Jalur pejalan kaki yang multifungsi

Leave a Comment
   Jakarta sebagai kota megapolitan sangat disayangkan pemerintahnya tidak terlalu memperhatikan kondisi jalur pejalan kaki atau trotoar. Menurut Alfred Sitorus, ketua koalisi pejalan kaki tercatat 80% trotoar tidak layak diakses pejalan kaki dan 99% tidak layak diakses penyandang disabilitas. Memang ada beberapa  yang telah dirapikan oleh pemerintah, tapi itupun daerah yang dianggap mempunyai nilai ekonomi dan politik  lebih seperti daerah turis ataupun pusat pemerintahan.

   Kebanyakan kondisi trotoar yang bagus hanya berada pada sentral bisnis seperti kuningan, sudirman, thamrin, dll ataupun daerah cluster komersial dan perumahan yang dikelola oleh pengembang. Trotoar di daerah pengembang memang menjadi rapi dan terawat, meskipun bertujuan memberikan nilai harga tanah dan bangunan yang tinggi.

  Bila dibandingkan dengan di daerah di luar itu, kondisi trotoar di ibukota sangatlah berantakan. banyak trotoar yang hancur, terputus dan tidak layak dipakai untuk pejalan kaki. Diperparah dengan kaki lima, pengendara motor, tukang ojek dan sektor informal lainnya yang menempati hampir seluruh trotoar.

   Dikarenakan hali ini, sering kali  aktivitas yang lainnya seperti kegiatan informal di trotoar ini banyak dilarang dan diusir dikarenakan akan terlihat kumuh dan mengganggu, bahkan dalam perencanaan kota sektor ini sering diabaikan. Padahal sektor informal dari kaki lima  yang sering kali menempati trotoar di daerah sentra bisnis ini sangat membantu para pegawai kelas bawah seperti officeboy, satpam untuk mendapatkan makan siang yang terjangkau.

   Jakarta itu memang kurang ruang publik ataupun ruang hijau yang memadai. Seharusnya trotoar ini bisa menjadi pengganti ruang publik dan hijaunya. Sudah banyak dari warga Jakarta memakai trotoar sebagai pengganti ruang bersama. Janganlah disalahkan bila kaki lima, pengamen jalanan, tukang ojek, anak-anak jalanan bermain, seniman, pasar  ataupun sektor informal lainnya menempati trotoar ini. Justru merekalah yang menghidupkan ruang publik kota.

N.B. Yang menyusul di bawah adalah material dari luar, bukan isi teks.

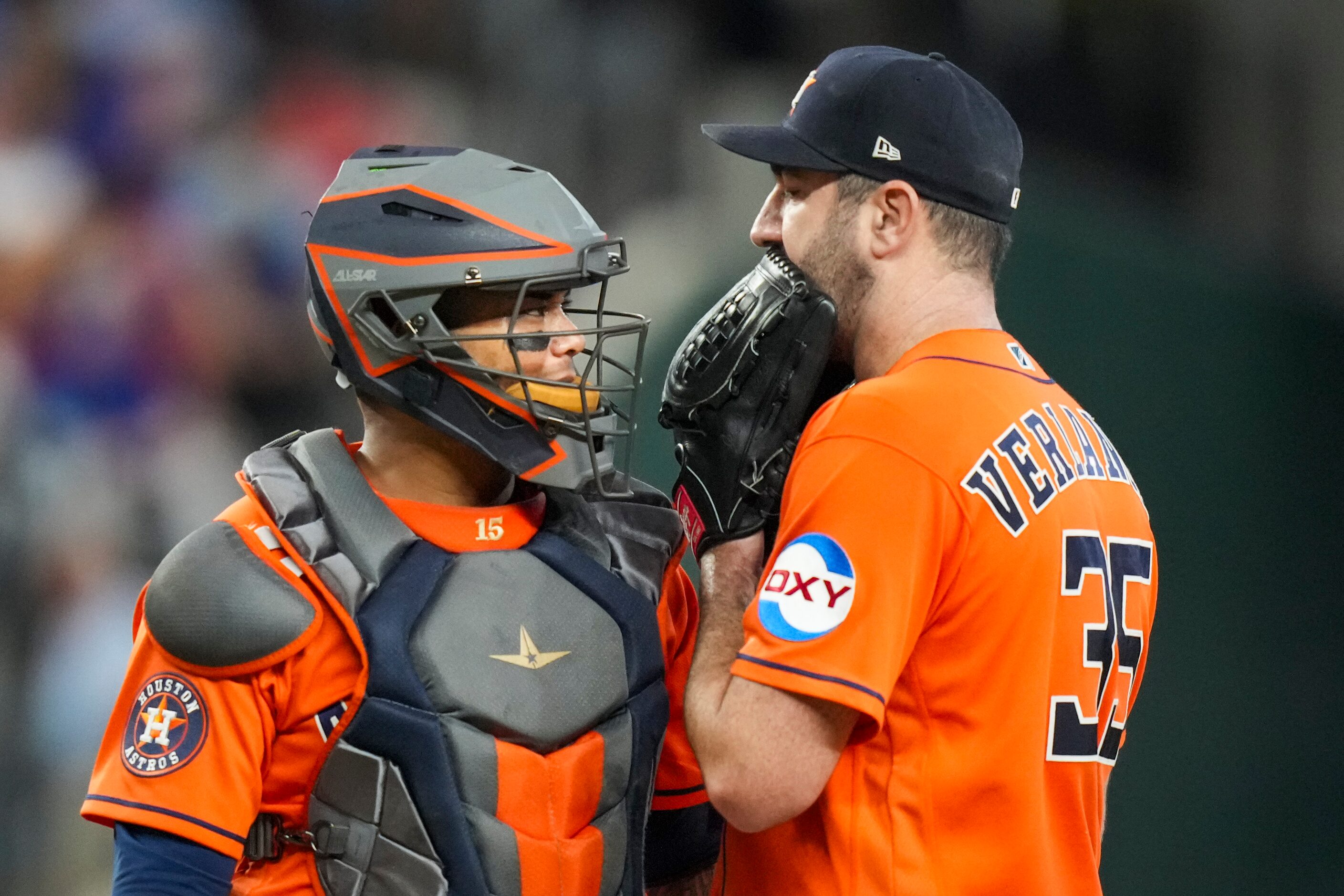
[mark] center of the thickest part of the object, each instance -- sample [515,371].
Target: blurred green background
[1178,266]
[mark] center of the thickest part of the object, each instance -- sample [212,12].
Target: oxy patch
[167,727]
[810,589]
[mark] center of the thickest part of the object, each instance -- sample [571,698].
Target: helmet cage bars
[606,387]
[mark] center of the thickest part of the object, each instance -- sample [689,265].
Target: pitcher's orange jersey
[966,561]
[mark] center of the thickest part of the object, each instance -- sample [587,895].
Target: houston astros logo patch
[810,589]
[167,726]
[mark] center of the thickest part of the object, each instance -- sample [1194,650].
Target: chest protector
[511,726]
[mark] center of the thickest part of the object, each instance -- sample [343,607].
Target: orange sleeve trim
[812,684]
[109,811]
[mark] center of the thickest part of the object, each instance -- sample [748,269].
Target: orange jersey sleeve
[679,782]
[187,749]
[865,532]
[185,753]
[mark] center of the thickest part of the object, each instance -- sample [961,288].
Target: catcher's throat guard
[740,391]
[405,230]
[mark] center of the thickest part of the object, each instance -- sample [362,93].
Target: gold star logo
[527,655]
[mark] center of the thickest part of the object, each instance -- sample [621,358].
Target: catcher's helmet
[405,238]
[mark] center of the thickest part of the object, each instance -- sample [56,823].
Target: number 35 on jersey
[1093,683]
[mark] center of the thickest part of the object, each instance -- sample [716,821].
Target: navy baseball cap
[893,115]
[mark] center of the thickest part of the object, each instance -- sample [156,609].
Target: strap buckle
[268,839]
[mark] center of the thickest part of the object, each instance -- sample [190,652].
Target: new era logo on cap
[886,151]
[812,80]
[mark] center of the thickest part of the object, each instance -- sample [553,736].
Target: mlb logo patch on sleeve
[810,589]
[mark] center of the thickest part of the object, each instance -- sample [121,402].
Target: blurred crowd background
[1179,265]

foto oleh highnews1.wordpress - PKL dikawasan jakarta pusat menjelang ramadhan

   Ingatlah kota kita bukanlah kota barat dimana trotoar memang benar-benar difungsikan satu kegiatan saja sebagai tempat pejalan kaki dan tidak melihat banyak dari kalangan bawah berjuang untuk hidup di Jakarta di trotoar ini. Mungkin anda pernah mendengar banyak kisah cerita sukses dari orang-orang yang mula-mula hanya berjualan di kaki lima pinggir jalan di ibukota secara ilegal lalu mendadak mereka bisa menaikkan taraf hidupnya dan mempunyai cabang-cabang di seluruh kota Jakarta. Justru sektor informal inilah juga yang membantu perekonomian negara dan mengatasi jumlah pengangguran.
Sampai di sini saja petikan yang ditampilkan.